Technologie : je t’aime, moi non plus
De la voiture individuelle à la régulation du chauffage collectif d’un bâtiment intelligent, en passant évidemment par le smartphone, les solutions technologiques envahissent progressivement le quotidien de tout un chacun. Nos sociétés sont alors prises en étau entre deux tensions contradictoires, mais réelle:
– D’une part, il reste un fond de cartésianisme dans notre société française, structurant notre approche aux défis contemporains. La technologie serait capable de rendre l’humanité « comme maître et possesseur de la nature ». Par exemple, à l’instar de la création des pôles de compétitivité, c’est l’innovation, notamment technologique, qui est censée redonner à la France sa croissance, ses emplois et un développement durable
– D’autre part pourtant, se développe une méfiance grandissante vis-à-vis des technologies, créatrices de problèmes autant que de solutions. Les débats animés autour des algorithmes responsables de l’affectation des bacheliers dans les universités durant l’été 2018 ont été instructives à ce sujet.
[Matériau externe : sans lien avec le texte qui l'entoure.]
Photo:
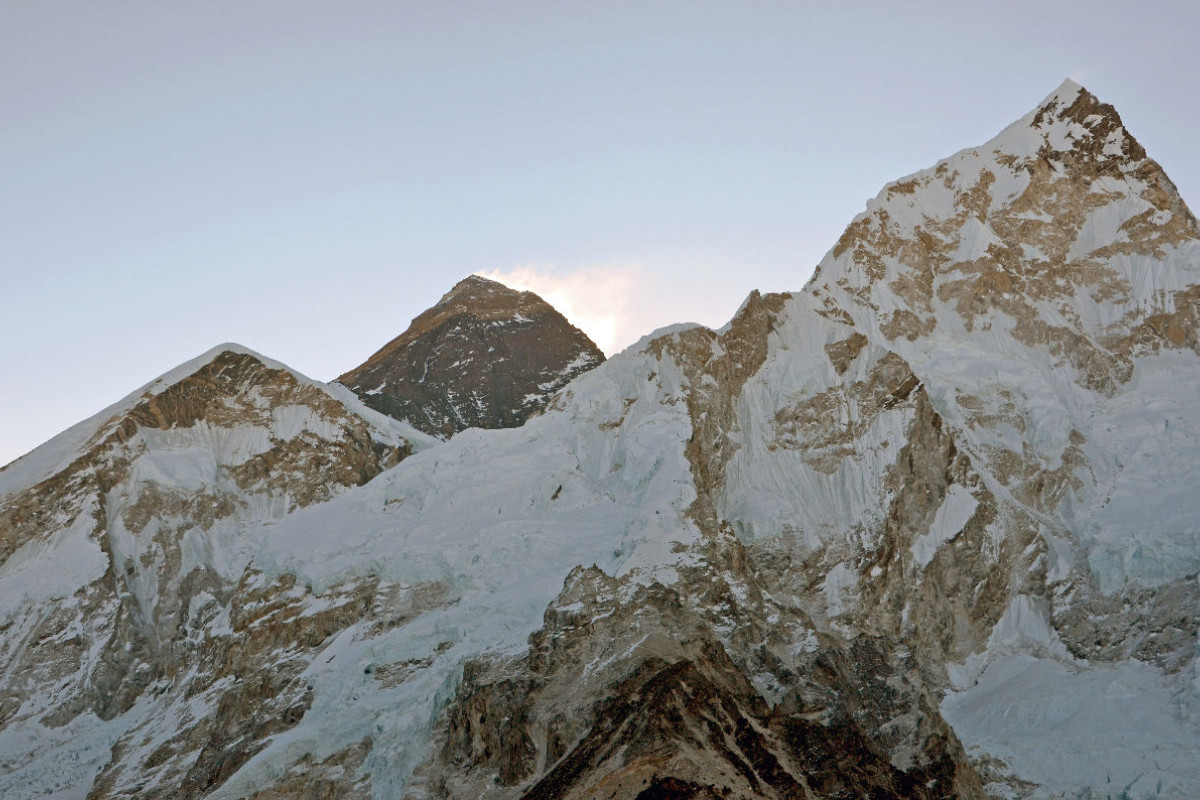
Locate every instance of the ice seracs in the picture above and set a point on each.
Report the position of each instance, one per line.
(923, 529)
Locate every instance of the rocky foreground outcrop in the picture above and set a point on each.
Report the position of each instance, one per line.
(924, 529)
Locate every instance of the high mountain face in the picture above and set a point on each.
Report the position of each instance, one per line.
(923, 529)
(485, 356)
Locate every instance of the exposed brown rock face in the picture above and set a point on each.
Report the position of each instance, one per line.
(643, 697)
(485, 356)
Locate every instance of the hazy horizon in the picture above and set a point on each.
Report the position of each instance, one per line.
(305, 180)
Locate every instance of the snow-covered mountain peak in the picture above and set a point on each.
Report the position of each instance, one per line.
(924, 529)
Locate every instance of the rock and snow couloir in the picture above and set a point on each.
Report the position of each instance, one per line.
(925, 528)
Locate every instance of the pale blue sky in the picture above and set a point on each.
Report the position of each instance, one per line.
(304, 178)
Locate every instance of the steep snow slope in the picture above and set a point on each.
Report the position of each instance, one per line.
(1044, 292)
(943, 493)
(112, 537)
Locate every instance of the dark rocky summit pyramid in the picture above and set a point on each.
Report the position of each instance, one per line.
(485, 356)
(927, 528)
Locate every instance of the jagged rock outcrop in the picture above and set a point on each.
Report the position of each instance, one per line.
(485, 356)
(927, 528)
Cette double tension est d’autant plus exacerbée que le phénomène d’obsolescence accélérée des technologies associée au développement exponentiel du Big Data et de l’Intelligence Artificielle rend la compréhension des technologies assez difficile d’accès. Dans un contexte où il est presque impossible d’anticiper les impacts positifs ou négatifs créés par le développement de nouvelles technologies, la méfiance est de mise.
Par exemple, on montre souvent le taux de couverture en téléphonie comme un facteur de développement. La Biélorussie progresse sur cet index depuis la fin de l’Union soviétique. Pourtant l’opérateur suédois Telia qui a géré une partie de la téléphonie biélorusse dans les années 2000 a été victime d’un scandale montrant comment il coopérait avec les autorités pour surveiller la population et empêcher tout mouvement de foule contre le régime en place. Voilà bien un exemple montrant comment un facteur de développement peut facilement se transformer en vecteur de répression…
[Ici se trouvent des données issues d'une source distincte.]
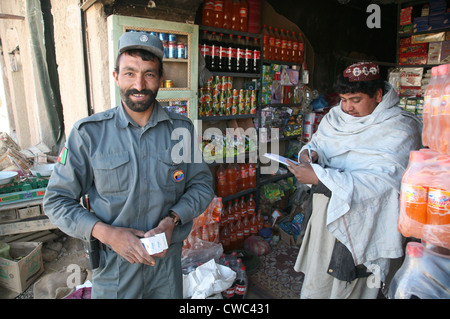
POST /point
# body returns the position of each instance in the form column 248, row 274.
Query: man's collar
column 158, row 115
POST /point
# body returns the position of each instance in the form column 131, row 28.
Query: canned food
column 180, row 50
column 172, row 50
column 172, row 37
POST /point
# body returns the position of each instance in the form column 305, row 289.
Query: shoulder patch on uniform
column 106, row 115
column 63, row 156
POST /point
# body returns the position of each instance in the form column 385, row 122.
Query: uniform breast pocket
column 112, row 173
column 171, row 176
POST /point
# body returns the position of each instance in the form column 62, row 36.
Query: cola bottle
column 225, row 54
column 248, row 56
column 256, row 63
column 240, row 284
column 229, row 292
column 205, row 48
column 240, row 50
column 232, row 63
column 215, row 52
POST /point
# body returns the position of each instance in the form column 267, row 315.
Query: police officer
column 122, row 159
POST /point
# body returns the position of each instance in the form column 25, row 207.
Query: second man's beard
column 140, row 106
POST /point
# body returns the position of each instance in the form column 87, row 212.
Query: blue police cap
column 141, row 40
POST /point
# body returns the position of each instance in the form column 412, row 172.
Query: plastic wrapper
column 423, row 275
column 202, row 244
column 207, row 280
column 199, row 252
column 438, row 235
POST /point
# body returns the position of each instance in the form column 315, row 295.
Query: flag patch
column 63, row 156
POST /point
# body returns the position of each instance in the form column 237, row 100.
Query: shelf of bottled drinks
column 232, row 49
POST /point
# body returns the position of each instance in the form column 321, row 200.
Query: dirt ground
column 60, row 256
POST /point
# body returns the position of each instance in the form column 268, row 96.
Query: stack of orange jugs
column 206, row 226
column 239, row 221
column 425, row 189
column 226, row 14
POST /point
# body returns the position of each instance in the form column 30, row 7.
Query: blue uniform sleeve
column 198, row 190
column 70, row 180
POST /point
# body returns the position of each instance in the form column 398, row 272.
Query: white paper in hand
column 155, row 244
column 278, row 158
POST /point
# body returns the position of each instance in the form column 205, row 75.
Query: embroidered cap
column 141, row 40
column 362, row 71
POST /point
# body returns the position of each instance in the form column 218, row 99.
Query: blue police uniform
column 132, row 181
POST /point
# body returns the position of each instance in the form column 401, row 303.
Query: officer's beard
column 138, row 106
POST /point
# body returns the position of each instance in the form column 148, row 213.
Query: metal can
column 172, row 37
column 166, row 49
column 172, row 50
column 180, row 50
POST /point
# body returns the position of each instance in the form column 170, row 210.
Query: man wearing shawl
column 358, row 156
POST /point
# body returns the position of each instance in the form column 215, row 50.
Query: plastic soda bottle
column 224, row 217
column 236, row 6
column 227, row 11
column 229, row 292
column 241, row 284
column 429, row 91
column 266, row 44
column 237, row 210
column 231, row 180
column 414, row 194
column 230, row 213
column 295, row 48
column 253, row 225
column 277, row 51
column 208, row 12
column 408, row 272
column 243, row 16
column 233, row 236
column 251, row 175
column 243, row 207
column 288, row 46
column 251, row 205
column 246, row 223
column 283, row 45
column 244, row 176
column 444, row 119
column 438, row 212
column 272, row 43
column 260, row 220
column 218, row 209
column 239, row 234
column 221, row 182
column 218, row 14
column 436, row 97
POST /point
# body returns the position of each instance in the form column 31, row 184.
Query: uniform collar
column 158, row 115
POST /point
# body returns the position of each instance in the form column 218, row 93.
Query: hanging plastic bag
column 207, row 280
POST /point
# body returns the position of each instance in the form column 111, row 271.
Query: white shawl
column 362, row 160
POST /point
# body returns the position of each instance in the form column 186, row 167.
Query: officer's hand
column 303, row 172
column 124, row 241
column 304, row 157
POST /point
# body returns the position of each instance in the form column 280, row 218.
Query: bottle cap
column 414, row 249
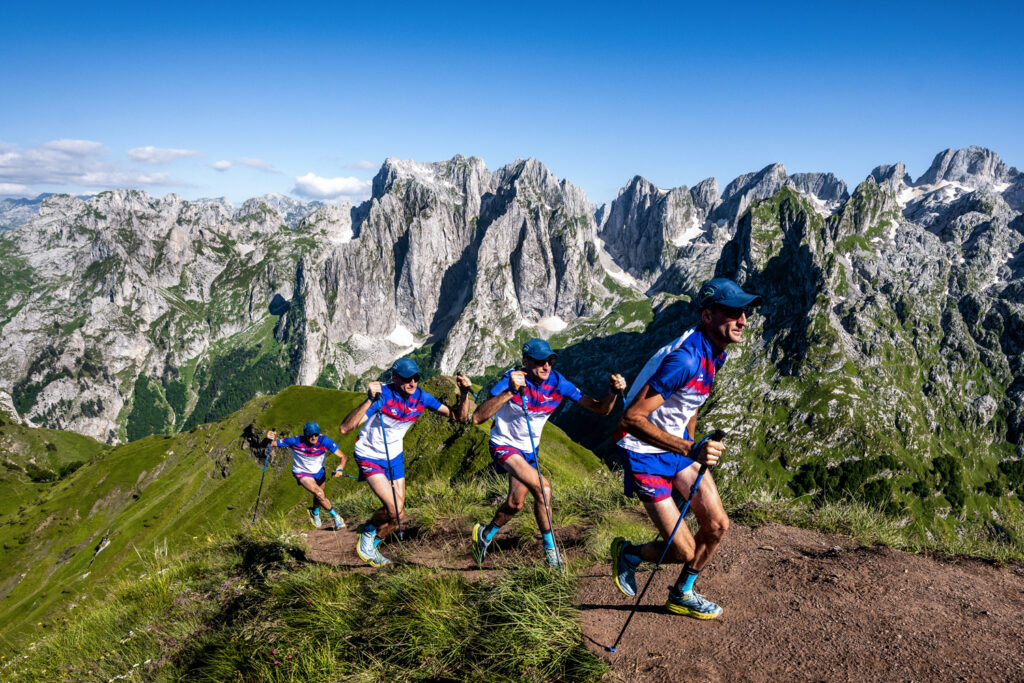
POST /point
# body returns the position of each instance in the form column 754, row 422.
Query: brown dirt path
column 802, row 605
column 798, row 605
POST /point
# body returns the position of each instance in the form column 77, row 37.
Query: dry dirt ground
column 798, row 605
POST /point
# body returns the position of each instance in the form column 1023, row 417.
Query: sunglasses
column 731, row 312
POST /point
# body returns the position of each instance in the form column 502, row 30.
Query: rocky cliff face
column 893, row 323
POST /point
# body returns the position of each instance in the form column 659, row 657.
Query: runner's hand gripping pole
column 716, row 435
column 266, row 459
column 540, row 479
column 390, row 476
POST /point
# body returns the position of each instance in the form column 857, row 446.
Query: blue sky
column 211, row 99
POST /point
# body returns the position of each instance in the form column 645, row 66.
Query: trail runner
column 401, row 402
column 308, row 454
column 657, row 437
column 511, row 447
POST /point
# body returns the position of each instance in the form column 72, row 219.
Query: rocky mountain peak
column 973, row 167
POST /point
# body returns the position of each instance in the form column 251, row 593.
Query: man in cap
column 656, row 446
column 386, row 415
column 308, row 453
column 536, row 389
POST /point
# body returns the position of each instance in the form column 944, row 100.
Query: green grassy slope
column 161, row 495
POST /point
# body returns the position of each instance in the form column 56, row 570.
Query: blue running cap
column 538, row 349
column 406, row 368
column 726, row 293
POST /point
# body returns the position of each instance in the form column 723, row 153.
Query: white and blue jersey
column 398, row 414
column 683, row 373
column 307, row 458
column 510, row 424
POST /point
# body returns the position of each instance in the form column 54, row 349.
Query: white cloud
column 152, row 155
column 14, row 189
column 314, row 186
column 68, row 162
column 258, row 164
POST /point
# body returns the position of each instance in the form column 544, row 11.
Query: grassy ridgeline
column 66, row 542
column 190, row 590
L’exemple des équipementiers télécom : pas de confiance ? Fermeture de marchés !
Dans ce contexte, l’exemple de la méfiance autour de Huawei et de ZTE aux États-Unis est intéressant : l’absence de confiance dans la sûreté des technologies, la méfiance entre les interlocuteurs, viennent créer une spirale néfaste aux affaires. Ou au contraire, cet exemple peut aussi servir de leçon pour créer une dynamique plus positive de confiance comme nouveau levier de compétitivité pour les entreprises capables de mieux faire œuvre de transparence et créer la confiance avec leurs interlocuteurs :
– Au-delà d’enjeux éminemment politiques entre les États-Unis et la Chine, de la posture protectionniste américaine, et du contexte électoral américain actuel, les autorités américaines expriment des craintes pour leur sécurité si les autorités chinoises s’avéraient utiliser ces entreprises comme chevaux de Troie pour espionner et intervenir sur leurs systèmes informatiques. C’est bien un angle que les autorités américaines peuvent objecter même en arbitrage OMC en leur faveur.
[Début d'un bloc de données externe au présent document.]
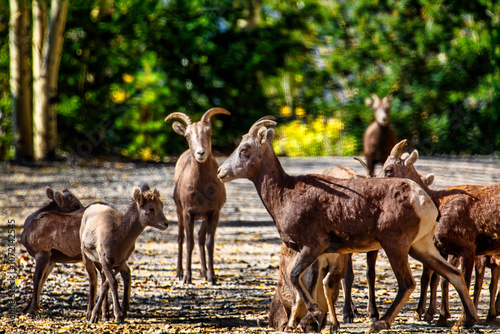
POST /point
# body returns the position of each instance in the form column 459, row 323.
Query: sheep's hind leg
column 305, row 259
column 425, row 252
column 398, row 259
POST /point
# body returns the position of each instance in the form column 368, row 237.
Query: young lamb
column 468, row 225
column 316, row 214
column 107, row 241
column 198, row 193
column 379, row 137
column 43, row 245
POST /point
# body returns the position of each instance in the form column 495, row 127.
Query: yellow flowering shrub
column 318, row 136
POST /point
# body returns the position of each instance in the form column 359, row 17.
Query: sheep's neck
column 271, row 182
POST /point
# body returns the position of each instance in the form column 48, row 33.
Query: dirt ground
column 246, row 256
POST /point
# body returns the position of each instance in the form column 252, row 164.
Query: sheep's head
column 245, row 161
column 65, row 200
column 150, row 207
column 382, row 108
column 400, row 164
column 198, row 134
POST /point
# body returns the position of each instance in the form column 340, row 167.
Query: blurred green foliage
column 123, row 71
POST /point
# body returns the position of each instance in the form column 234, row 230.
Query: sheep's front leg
column 212, row 227
column 202, row 236
column 305, row 259
column 180, row 243
column 42, row 262
column 125, row 272
column 189, row 228
column 92, row 272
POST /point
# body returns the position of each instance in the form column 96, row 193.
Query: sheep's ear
column 412, row 158
column 261, row 135
column 137, row 196
column 59, row 198
column 179, row 128
column 368, row 102
column 270, row 135
column 49, row 192
column 145, row 187
column 429, row 179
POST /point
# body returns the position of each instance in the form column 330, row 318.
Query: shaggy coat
column 42, row 238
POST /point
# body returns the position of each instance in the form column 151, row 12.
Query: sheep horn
column 397, row 150
column 213, row 111
column 368, row 175
column 180, row 115
column 264, row 121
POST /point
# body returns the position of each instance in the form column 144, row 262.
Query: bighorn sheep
column 379, row 137
column 321, row 281
column 468, row 225
column 107, row 241
column 198, row 193
column 42, row 245
column 316, row 214
column 280, row 309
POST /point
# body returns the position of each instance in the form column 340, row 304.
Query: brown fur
column 316, row 214
column 107, row 241
column 468, row 225
column 45, row 246
column 379, row 138
column 198, row 194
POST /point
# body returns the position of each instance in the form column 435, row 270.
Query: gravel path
column 246, row 256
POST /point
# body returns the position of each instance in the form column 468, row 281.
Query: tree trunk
column 47, row 48
column 20, row 80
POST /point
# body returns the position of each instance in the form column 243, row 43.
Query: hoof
column 377, row 326
column 313, row 321
column 348, row 320
column 491, row 319
column 442, row 322
column 464, row 322
column 334, row 328
column 428, row 317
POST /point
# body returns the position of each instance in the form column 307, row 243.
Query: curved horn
column 180, row 115
column 264, row 121
column 209, row 113
column 368, row 175
column 397, row 150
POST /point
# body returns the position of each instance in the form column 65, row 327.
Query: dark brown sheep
column 469, row 222
column 379, row 137
column 316, row 214
column 39, row 242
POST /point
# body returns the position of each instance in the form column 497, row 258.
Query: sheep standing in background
column 379, row 137
column 198, row 193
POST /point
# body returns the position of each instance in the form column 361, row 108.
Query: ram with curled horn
column 198, row 193
column 316, row 215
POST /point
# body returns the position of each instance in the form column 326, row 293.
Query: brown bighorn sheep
column 321, row 280
column 41, row 245
column 379, row 137
column 198, row 193
column 107, row 241
column 316, row 214
column 468, row 225
column 280, row 309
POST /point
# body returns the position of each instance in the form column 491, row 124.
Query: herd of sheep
column 321, row 219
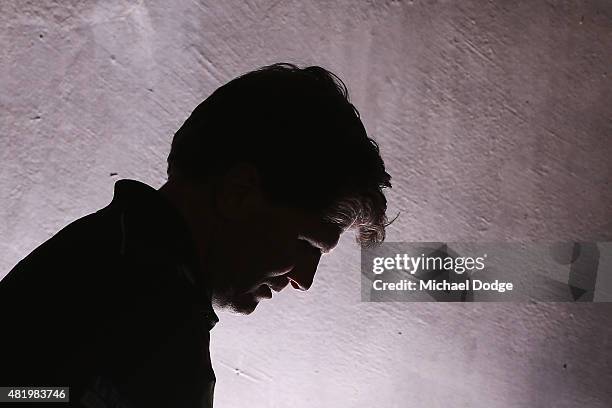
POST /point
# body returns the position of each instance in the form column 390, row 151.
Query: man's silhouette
column 263, row 177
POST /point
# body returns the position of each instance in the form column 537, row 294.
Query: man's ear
column 239, row 195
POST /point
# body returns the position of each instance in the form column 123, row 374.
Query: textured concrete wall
column 495, row 120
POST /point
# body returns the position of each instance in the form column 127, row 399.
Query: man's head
column 283, row 166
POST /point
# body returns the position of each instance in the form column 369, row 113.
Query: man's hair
column 299, row 129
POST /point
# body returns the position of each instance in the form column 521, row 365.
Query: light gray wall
column 495, row 120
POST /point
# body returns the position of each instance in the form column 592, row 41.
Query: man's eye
column 310, row 245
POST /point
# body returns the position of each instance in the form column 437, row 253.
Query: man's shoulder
column 83, row 244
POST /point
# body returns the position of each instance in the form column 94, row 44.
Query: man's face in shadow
column 259, row 247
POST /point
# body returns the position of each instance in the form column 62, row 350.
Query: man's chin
column 243, row 305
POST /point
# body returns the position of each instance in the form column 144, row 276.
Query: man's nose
column 307, row 261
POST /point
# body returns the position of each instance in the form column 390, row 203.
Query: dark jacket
column 109, row 307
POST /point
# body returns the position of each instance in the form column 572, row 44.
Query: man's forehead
column 323, row 234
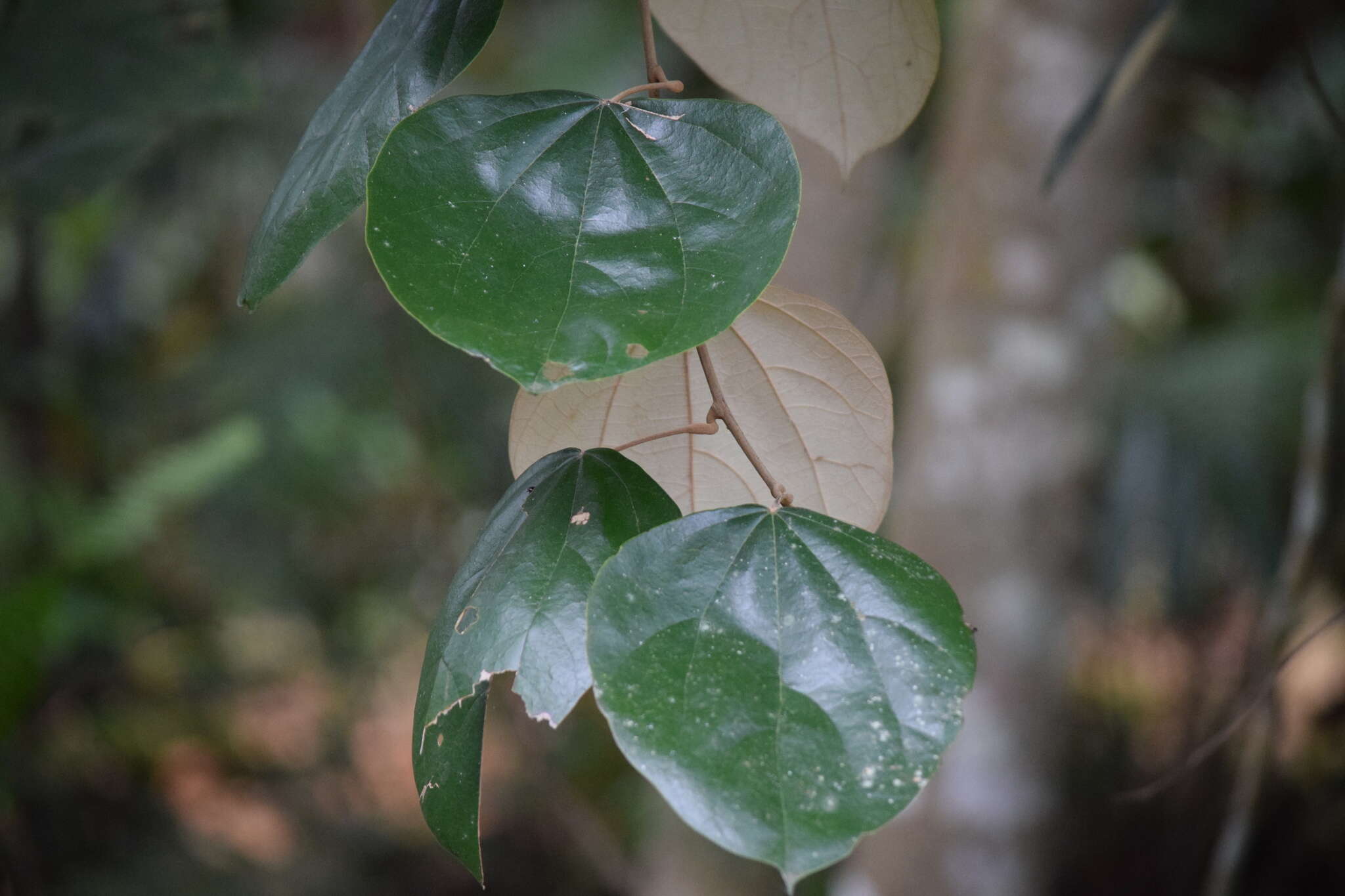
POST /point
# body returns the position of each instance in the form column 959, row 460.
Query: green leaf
column 565, row 237
column 786, row 680
column 450, row 775
column 518, row 603
column 418, row 47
– Le problème dépasse d’ailleurs le strict cadre politique américain. Les Canadiens ont pris la même décision. Les autorités françaises se posent des questions.
– En réponse, les acteurs chinois concernés n’ont pas réussi à faire œuvre de suffisamment de transparence pour étayer les doutes. British Telecom (BT), qui est un important client de Huawei a répondu à des critiques similaires exprimées au Royaume-Uni l’an passé. BT a mis en place un processus d’analyse approfondie des solutions technologiques chinoises. BT n’a pas exprimé de réserves quant à leur fiabilité.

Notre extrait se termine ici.